As those wild voices rang clearer and more searching, with bated breath we clutched our Parkers all the tighter, and aside from the approaching clamor of raucous throats, the hammering of our hearts was about the only sound we heard, save, when the birds held their tongues for a brief second or two, the dimpling seas of wild prairie beneath the soft glow of a golden October evening, came the rising breeze from the sandy river's shore with soft susurrus plashings.

We were old and tried in the hunters' wiles, Bill and I, and we resisted all allurement to lift hand or head, for a cursory peep, or a betterment of position, and like frozen images we lay until we heard the soft whiff! whiff! whiff! winnowing the air above us, and then we leaped up onto a more stable footing. To the loud successive reports of our guns, which brought three birds ganglingly to the grass, with long necks crumpled and long wings beating impotently, while the balance of that great feathered cavalcade, with wilder and more distraught cries than we had ever heard before, broke pell mell away, to every aerial quarter, and in what looked like inextricable confusion, plunged upward, sheering to all points of space, and away from our kin in reunited ranks, their wild cries still sounding clearly until their dimmed lines mingled with the falling mists over the distant river.

And the three whoopers we bagged. It was an unexpected achievement, I can assure you, and took place one morning several days after our kill of the sandhills.

We were lying in the same blind and again waiting for the gray birds, as we had little hope, so extremely wary and crafty were they, of even getting a shot at one of the big white fellows. But we did and a most successful one it was.

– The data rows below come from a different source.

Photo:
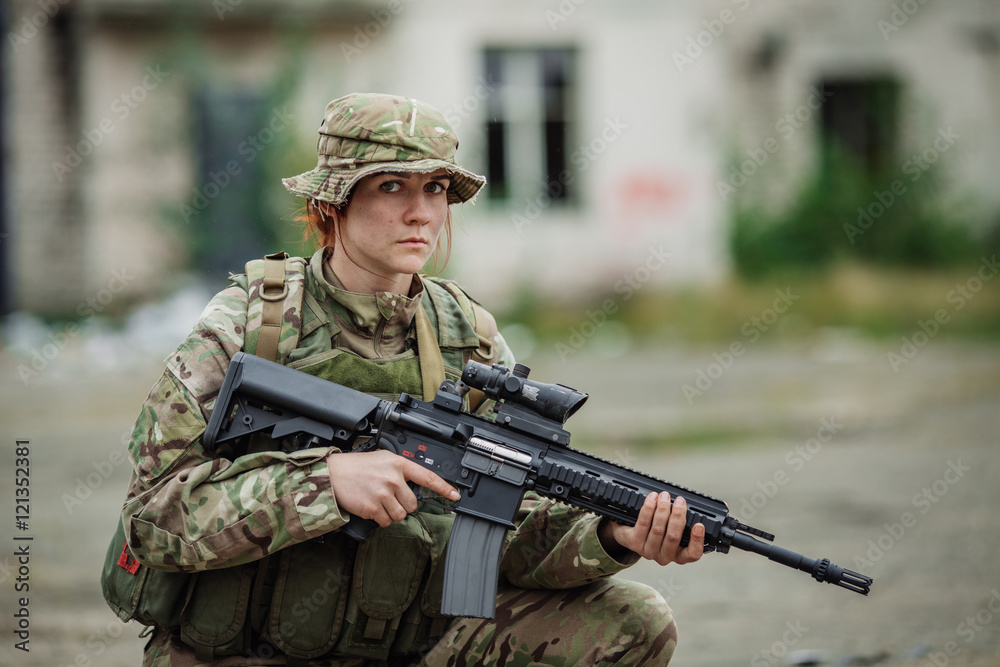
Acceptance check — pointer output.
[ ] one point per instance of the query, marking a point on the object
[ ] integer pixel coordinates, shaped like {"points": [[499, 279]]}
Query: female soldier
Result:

As we lay there in the early pink and pearl of the morning, waiting for the sandhills, suddenly there came a trumpet call, so wildly sweet and indescribably thrilling, that Bill and I hardly dared breath. We knew instantly whence it came and what it was, and intuitively that the chance of a life-time was upon us.

The far-reaching resonant hoo-roo-oooo-oooo of the whooping crane is a sound as hard to imitate as it is to describe, and one that few of our present generation of sportsmen will ever hear, for the great bird is rapidly on the route of the wild pigeon and the Labrador duck, and in a few years will be known no more forever, save in museum case or upon taxidermist's shelf.

If possible, imagine he sensations which obsessed Bill and me as we lay there listening to the weird clamor of those approaching birds. But we had not long to wait, so rapid is their flight, until they were upon us. As it proved, there were twenty odd in the flock, and at the first audible winnowing of their powerful wings in the air above us, without the sign of an order from either or us, we were simultaneously upon our feet.

It looked like a great rolling cloud of snow passing swiftly over us, and at the crack of our guns, as on the evening of our first sandhill kill, three of the great birds, in revolving whirls of white and black and green and carmine came tumbling to the tan carpet spreading out before us.

Two were stone dead, but the third, a magnificent old cock, who had no doubt piloted many of his fellows down from the arctic in the past, was only wing-tipped.

Bill and I were fairly paralyzed at our wondrous luck, and it was many seconds after the dismayed birds had sheered off to all points of the heavens in wildest and noisiest confusion, and until they were again welded together in that customary long, methodical line, and passing back over the sun-glinted undulations of the distant plain, before we turned to our matchless trophies.